WF-B4: Create A Claim-To-Evidence Map For Public Docs¶

Problem: public docs should make it obvious which claims are supported by deterministic tests, which need prepared-host evidence, and which are intentionally non-goals.

Scope:

Add a claim-to-evidence map in docs.
Classify claims as checkout-tested, fixture-tested, prepared-host smoke-tested, release-gated, deferred, or unsupported.
Link claims to commands, artifacts, tests, docs pages, and known limitations.
Include non-claims for physical fidelity, robot safety certification, upstream SLA ownership, and service-grade persistence.

Out of scope:

No new benchmark numbers.
No broader marketing language.
No change to provider capability flags.

Acceptance criteria:

[ ] Every README-level capability claim has a corresponding evidence class.
[ ] Unsupported or deferred claims are visible and specific.
[ ] Docs route users to preserved artifacts or commands instead of vague confidence language.
[ ] MkDocs strict build passes with nav and SUMMARY synchronized.

Validation:

uv run mkdocs build --strict
uv run pytest tests/test_docs_site.py

WF-B5: Generate Reproducible Evaluation Evidence Bundles¶

Problem: release and issue triage need a single evidence bundle that gathers reports, manifests, commands, budgets, fixture digests, and skip reasons.

Scope:

Add a command or script that creates an evaluation evidence directory from selected runs.
Include JSON and Markdown summaries, copied input fixtures, budget files, run manifests, event logs, and a manifest of bundle contents.
Redact or reject unsafe artifacts by default.
Keep bundle generation deterministic and credential-free for checkout-safe runs.

Out of scope:

No artifact upload service.
No live provider execution unless explicitly requested by the host.
No inclusion of raw secrets, signed URLs, raw tensors, or large binary outputs by default.

Acceptance criteria:

[ ] Bundle generation succeeds for mock eval and benchmark runs in a clean checkout.
[ ] Bundle manifest includes file digests and safe-to-attach flags.
[ ] Unsafe or local-only artifacts are excluded or clearly marked.
[ ] Release evidence can link to the generated bundle.

Validation:

uv run pytest tests/test_evidence_bundle.py tests/test_harness_workspace.py tests/test_observability.py
uv run mkdocs build --strict

WF-B6: Calibrate Benchmark Budgets From Preserved Baselines¶

Problem: budgets are useful only when they are calibrated from preserved baselines and updated through an explicit review path.

Scope:

Add a workflow for generating candidate budgets from preserved benchmark reports.
Store baseline context: machine class if available, Python version, command, provider, operation, sample count, and fixture digest.
Require human review before replacing release budget files.
Document when budget changes are allowed.

Out of scope:

No automatic weakening of release gates.
No machine-independent performance claims from local runs.
No flaky live-provider budget in default CI.

Acceptance criteria:

[ ] Candidate budget generation records source report digests.
[ ] Budget diffs show old threshold, candidate threshold, observed baseline, and rationale field.
[ ] Docs require review for threshold loosening.
[ ] Existing budget failure behavior remains non-zero.

Validation:

uv run pytest tests/test_benchmark.py tests/test_benchmark_budget_calibration.py
uv run mkdocs build --strict

WF-B7: Add Failure-Case Galleries For Evaluation Suites¶

Problem: aggregate scores hide what failed.
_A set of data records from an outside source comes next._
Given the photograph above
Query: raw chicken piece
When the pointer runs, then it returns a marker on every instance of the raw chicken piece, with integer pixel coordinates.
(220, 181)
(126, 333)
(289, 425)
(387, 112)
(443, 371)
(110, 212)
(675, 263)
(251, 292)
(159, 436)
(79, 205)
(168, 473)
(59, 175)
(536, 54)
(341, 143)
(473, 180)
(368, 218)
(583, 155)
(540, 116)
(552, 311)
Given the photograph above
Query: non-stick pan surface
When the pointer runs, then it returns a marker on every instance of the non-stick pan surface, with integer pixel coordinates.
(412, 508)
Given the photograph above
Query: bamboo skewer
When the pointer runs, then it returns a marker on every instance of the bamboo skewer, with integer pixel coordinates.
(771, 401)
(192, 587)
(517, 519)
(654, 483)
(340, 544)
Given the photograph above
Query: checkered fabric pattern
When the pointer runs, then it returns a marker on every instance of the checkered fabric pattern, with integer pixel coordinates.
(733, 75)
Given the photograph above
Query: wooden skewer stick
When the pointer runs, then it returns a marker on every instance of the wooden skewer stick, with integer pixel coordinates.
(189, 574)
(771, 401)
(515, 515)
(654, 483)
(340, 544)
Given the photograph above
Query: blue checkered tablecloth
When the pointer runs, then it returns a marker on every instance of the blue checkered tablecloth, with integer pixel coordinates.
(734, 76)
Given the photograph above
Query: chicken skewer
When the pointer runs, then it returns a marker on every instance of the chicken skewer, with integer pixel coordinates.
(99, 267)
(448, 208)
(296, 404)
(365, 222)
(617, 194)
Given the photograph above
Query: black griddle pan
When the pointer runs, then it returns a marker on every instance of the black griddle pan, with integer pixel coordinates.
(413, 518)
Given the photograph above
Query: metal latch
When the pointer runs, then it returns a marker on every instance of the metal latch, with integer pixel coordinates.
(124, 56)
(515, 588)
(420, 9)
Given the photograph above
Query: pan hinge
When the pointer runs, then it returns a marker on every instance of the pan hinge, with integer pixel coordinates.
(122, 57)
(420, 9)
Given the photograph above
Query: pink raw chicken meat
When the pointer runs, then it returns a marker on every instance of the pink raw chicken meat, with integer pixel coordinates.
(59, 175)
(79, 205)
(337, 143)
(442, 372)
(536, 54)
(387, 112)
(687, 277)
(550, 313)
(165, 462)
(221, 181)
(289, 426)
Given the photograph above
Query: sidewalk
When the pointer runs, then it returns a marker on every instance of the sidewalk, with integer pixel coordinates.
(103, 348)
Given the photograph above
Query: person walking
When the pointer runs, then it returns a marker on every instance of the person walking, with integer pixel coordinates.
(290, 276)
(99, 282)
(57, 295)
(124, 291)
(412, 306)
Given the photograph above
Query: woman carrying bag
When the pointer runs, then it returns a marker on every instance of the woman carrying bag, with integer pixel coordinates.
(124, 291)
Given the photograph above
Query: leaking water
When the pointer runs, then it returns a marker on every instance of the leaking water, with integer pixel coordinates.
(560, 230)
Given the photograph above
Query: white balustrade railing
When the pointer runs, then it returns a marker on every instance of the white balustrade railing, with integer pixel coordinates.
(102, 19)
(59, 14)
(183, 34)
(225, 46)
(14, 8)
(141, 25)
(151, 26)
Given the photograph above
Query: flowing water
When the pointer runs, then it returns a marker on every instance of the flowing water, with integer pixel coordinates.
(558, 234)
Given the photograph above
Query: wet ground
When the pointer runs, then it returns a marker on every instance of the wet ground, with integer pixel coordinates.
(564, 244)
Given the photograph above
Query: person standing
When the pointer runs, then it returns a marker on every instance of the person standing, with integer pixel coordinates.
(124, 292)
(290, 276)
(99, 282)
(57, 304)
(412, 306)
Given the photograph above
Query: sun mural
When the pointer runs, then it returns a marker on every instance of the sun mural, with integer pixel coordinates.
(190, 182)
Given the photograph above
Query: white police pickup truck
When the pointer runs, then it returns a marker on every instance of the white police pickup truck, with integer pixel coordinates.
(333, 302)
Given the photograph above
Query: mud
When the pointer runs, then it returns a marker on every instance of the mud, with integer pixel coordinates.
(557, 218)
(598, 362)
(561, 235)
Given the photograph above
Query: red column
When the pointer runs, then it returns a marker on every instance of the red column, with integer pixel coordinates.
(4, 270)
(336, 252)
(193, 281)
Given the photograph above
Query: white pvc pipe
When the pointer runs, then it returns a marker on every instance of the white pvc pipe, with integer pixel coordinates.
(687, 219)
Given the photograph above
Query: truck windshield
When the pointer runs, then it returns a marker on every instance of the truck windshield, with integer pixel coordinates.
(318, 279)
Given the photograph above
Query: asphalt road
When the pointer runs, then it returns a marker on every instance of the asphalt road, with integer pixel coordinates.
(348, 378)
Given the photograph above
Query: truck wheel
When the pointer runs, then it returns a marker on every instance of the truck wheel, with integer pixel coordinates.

Users need representative failure cases that show input, expected contract, observed result, and triage steps.

Scope:

Add failure-case gallery generation for deterministic evaluation suites.
Include compact examples for physics, planning, reasoning, generation, transfer, score, and policy where applicable.
Keep examples sanitized and small.
Document how to use galleries when filing issues or reviewing provider changes.

Out of scope:

No visual-heavy dashboard.
No large media corpus.
No provider quality ranking from synthetic failures.

Acceptance criteria:

[ ] Failed evaluation reports include representative cases with fixture IDs and expected contract notes.
[ ] Galleries are exported as JSON and Markdown.
[ ] Reports avoid raw secrets, signed URLs, raw tensors, and host-local paths.
[ ] Docs explain that galleries are deterministic contract triage, not fidelity claims.

Validation:

uv run pytest tests/test_evaluation_suites.py tests/test_evaluation_failure_gallery.py
uv run mkdocs build --strict

WF-B8: Add Cross-Provider Comparison Reports¶

Problem: users need to compare preserved runs across providers and capabilities without confusing capability mismatch with performance or quality.

Scope:

Extend run comparison to group by provider, capability, operation, fixture digest, budget, and suite version.
Refuse incompatible comparisons with explicit errors.
Export JSON, Markdown, and CSV reports suitable for issue attachments.
Surface missing evidence and skip reasons instead of silently omitting providers.

Out of scope:

No public leaderboard.
No ranking across different tasks or capabilities.
No live provider execution by default.

Acceptance criteria:

[ ] Compatible runs compare with provenance, metric deltas, event counts, and budget status.
[ ] Incompatible runs fail with provider/capability/fixture mismatch details.
[ ] Markdown output includes claim-boundary language.
[ ] Harness and CLI comparison paths use the same underlying report model.

Validation:

uv run pytest tests/test_harness_report_compare.py tests/test_benchmark.py tests/test_evaluation_suites.py
uv run mkdocs build --strict

Stream C: Operator Workflow And Adapter Authoring¶

Meta tracker: WF-C0: Operator Workflow And Adapter Authoring.

Goal: make WorldForge easier to operate and extend without hiding complexity. Contributors should have a clear path from provider idea to selection record, scaffold, tests, docs, smoke evidence, and issue-ready artifacts. Operators should be able to diagnose local runs without reading source.

Exit signal:

Adapter authors can generate a scaffold with runtime manifest, docs stub, fixtures, tests, and workbench checks.
Operators can export a sanitized issue bundle from a failed run.
The harness and CLI expose the same operational workflows and recovery commands.
Contributor triage, labels, and release labels match the roadmap streams.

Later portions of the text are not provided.